Prière d’insérer

Conversations (artistes et collectionneurs) - Nathalie Guiot

En l’absence d’esprit critique…

L'ŒIL

Le 20 février 2014 - 371 mots

« Cet ouvrage est une galerie de portraits. Il esquisse en creux, de manière subjective et non exhaustive, une typologie du collectionneur. »

Ou comment se défausser élégamment. Car, « Qui collectionne ? » Apparemment, seules les personnes fortunées, puisqu’aucun collectionneur aux revenus modestes n’est interviewé. Tout un pan du marché de l’art est ainsi nié dans cet ouvrage Conversations (artistes et collectionneurs) de Nathalie Guiot. Peut-être parce que, comme le dit la collectionneuse Hélène Lemoine, « un collectionneur qui ne rechercherait que des œuvres inconnues n’intéresserait pas l’opinion publique ni les lieux de médiatisation de l’art »

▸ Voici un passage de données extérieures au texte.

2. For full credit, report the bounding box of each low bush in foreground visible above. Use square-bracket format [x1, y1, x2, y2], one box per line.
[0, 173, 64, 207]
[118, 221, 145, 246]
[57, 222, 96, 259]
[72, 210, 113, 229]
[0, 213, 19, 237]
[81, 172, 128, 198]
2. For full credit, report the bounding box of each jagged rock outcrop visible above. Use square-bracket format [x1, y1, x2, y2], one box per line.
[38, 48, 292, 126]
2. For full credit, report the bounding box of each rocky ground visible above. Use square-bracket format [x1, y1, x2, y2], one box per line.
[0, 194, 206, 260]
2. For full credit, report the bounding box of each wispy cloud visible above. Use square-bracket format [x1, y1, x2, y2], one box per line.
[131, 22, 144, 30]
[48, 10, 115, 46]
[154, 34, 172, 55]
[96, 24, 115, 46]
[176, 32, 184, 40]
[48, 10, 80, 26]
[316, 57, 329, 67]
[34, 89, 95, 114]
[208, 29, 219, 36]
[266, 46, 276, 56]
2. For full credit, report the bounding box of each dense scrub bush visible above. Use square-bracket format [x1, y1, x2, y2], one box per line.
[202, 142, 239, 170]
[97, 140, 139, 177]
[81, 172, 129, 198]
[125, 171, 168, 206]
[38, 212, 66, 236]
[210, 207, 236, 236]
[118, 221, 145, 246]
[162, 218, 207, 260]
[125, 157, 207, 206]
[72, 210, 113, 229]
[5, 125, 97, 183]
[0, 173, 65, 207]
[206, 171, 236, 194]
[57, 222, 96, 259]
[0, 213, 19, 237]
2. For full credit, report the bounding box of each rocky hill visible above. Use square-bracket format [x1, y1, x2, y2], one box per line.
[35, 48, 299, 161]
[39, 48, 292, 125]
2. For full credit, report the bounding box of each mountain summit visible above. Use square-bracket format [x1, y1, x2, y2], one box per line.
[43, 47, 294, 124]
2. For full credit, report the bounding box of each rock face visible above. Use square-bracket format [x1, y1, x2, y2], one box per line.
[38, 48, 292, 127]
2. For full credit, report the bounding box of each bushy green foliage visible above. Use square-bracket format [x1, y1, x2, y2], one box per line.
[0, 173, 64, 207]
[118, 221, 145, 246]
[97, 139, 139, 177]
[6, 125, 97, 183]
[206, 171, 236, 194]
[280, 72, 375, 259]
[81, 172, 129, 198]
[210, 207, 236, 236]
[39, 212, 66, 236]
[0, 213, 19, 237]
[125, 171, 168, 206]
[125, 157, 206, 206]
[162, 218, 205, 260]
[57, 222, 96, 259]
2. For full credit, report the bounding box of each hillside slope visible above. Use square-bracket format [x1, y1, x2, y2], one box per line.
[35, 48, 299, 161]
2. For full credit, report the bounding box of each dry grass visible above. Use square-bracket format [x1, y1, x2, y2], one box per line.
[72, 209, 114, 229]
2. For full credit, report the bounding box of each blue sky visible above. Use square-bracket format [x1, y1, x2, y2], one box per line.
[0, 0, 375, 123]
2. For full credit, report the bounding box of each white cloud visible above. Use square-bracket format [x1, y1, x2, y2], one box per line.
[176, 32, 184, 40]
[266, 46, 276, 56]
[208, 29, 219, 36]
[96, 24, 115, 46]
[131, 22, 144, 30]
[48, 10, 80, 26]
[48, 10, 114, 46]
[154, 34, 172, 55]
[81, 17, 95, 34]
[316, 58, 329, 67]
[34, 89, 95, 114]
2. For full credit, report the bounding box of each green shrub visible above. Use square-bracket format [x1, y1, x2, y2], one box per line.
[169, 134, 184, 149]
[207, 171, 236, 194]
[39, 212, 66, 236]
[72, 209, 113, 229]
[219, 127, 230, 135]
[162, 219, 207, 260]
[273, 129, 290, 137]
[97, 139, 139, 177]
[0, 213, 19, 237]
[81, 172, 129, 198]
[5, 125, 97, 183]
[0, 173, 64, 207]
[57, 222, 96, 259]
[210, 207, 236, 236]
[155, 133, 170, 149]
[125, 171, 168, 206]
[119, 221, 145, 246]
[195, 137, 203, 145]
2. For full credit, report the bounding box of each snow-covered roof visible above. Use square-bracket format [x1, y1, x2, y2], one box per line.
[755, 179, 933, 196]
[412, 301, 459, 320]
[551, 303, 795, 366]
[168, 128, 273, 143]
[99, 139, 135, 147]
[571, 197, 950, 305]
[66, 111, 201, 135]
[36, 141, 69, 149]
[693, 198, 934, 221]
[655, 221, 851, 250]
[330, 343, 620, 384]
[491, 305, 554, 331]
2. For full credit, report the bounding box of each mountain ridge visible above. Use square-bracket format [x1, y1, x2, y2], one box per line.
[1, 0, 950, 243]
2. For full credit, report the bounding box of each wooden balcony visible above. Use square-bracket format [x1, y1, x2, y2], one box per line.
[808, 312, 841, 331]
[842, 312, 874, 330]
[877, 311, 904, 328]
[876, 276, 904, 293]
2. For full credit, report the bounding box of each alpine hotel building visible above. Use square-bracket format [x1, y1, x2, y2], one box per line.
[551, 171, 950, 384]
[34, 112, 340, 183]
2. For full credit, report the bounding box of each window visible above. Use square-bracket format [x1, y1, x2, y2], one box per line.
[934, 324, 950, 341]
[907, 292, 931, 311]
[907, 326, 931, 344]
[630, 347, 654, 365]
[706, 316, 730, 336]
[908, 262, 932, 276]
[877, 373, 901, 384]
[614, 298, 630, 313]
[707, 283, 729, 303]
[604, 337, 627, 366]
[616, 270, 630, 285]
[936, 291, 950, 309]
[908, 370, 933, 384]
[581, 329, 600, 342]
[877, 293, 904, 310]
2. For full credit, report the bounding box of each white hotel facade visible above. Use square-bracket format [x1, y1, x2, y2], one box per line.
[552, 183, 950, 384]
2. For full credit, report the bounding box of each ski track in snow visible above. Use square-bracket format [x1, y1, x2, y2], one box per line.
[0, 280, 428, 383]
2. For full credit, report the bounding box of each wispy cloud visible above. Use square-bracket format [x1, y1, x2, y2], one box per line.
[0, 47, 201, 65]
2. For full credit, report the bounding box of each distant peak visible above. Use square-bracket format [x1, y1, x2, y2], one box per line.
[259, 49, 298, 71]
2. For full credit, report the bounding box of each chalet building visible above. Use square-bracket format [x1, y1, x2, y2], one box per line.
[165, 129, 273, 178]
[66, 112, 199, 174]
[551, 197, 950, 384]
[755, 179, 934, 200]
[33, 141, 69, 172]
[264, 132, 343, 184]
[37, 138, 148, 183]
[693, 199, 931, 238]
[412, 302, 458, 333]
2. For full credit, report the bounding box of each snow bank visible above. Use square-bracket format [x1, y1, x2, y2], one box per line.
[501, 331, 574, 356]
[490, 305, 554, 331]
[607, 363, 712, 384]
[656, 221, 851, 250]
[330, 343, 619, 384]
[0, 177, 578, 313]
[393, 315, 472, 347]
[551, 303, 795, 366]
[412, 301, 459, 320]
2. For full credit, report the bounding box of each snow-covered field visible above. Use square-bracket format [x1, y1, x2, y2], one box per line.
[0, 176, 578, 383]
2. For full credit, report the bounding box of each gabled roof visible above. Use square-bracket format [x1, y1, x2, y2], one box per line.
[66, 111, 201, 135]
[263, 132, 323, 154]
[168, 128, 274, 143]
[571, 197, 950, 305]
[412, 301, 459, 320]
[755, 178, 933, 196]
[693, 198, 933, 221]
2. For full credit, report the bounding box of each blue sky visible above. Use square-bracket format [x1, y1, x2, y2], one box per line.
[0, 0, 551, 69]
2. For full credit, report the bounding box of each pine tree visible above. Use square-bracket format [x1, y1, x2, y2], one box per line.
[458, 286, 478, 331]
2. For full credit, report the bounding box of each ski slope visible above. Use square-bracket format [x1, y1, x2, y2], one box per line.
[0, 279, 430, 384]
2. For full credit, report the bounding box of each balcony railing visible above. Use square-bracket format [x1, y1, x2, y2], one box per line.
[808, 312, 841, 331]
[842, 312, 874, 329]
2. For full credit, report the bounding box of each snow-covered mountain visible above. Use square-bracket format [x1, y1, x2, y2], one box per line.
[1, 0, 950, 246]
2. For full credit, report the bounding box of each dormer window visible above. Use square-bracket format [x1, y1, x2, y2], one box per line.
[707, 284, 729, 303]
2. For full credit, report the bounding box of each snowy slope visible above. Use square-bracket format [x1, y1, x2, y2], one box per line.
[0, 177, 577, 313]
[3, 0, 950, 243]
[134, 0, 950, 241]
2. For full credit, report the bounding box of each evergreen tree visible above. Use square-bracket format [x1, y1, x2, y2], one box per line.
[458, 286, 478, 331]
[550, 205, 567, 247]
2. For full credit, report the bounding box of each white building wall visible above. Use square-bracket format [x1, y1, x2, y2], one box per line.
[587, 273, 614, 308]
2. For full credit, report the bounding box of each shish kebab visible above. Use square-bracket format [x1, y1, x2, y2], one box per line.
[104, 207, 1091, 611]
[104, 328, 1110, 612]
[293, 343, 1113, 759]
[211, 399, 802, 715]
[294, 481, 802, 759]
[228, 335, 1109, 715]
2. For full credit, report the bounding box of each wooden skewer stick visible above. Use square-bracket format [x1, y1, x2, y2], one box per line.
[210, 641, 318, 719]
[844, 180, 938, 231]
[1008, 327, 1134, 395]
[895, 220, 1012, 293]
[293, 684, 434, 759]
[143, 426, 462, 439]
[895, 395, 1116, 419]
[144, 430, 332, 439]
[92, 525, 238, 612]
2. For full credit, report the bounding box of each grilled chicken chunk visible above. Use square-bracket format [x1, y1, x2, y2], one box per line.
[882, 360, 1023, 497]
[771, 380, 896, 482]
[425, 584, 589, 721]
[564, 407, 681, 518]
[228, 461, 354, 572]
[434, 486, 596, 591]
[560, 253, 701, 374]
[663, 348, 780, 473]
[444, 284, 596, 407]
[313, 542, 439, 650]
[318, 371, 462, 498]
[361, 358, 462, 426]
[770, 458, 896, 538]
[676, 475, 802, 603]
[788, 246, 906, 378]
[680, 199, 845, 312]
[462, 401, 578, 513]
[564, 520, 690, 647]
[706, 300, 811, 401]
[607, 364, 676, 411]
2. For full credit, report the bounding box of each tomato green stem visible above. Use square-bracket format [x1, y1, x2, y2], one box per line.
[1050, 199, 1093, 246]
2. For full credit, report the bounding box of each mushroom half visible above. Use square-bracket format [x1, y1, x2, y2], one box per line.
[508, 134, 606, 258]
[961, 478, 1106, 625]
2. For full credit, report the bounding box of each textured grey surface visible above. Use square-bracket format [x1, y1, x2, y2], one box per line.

L’ouvrage recèle autant de citations qui font grincer des dents que des débuts de réflexion intelligente. Par exemple chez Michelangelo Pistoletto : « L’artiste ne peut être enfermé dans un système économique, comme je l’ai démontré, même si celui-ci existe. Il est crucial que mes œuvres soient dans des collections privées renommées et dans de grands musées » ! Et ailleurs : « Le musée d’art contemporain a un rôle essentiel : il expose des pièces uniques, et l’idée d’unicité, dans un monde où tout est multiplié, est essentielle. » Le meilleur comme le pire donc.

L’ouvrage a le mérite de donner la voix à des collectionneurs engagés telles Patrizia Sandretto Re Rebaudengo ou Sandra Mulliez : « Chez moi, sont exposées à la fois des œuvres d’artistes confirmés et des œuvres de très jeunes sortant des Beaux-Arts. Il faut avoir le courage d’assumer son regard pour acheter, nous n’avons pas seulement des oreilles, on peut acheter simplement parce qu’on aime, même si cela coûte très peu. » Heureusement, donc, que le débat autour du marché de l’art ne se limite pas au propos de Jeff Koons ! « Bien sûr, il y a la crise un peu partout dans le monde, je ne vis pas avec des œillères, mais en même temps, le niveau de vie augmente pour chacun », explique l’artiste. Si la majorité des interviews, dont celle de Sandra Mulliez et de Camille Henrot, sont percutantes, la forme même de l’interview collectionneur/artiste est la faiblesse de ce livre qui manque d’esprit critique.  Et l’on se demande parfois ce que l’apprend de plus  que ce que l’on ne savait pas déjà…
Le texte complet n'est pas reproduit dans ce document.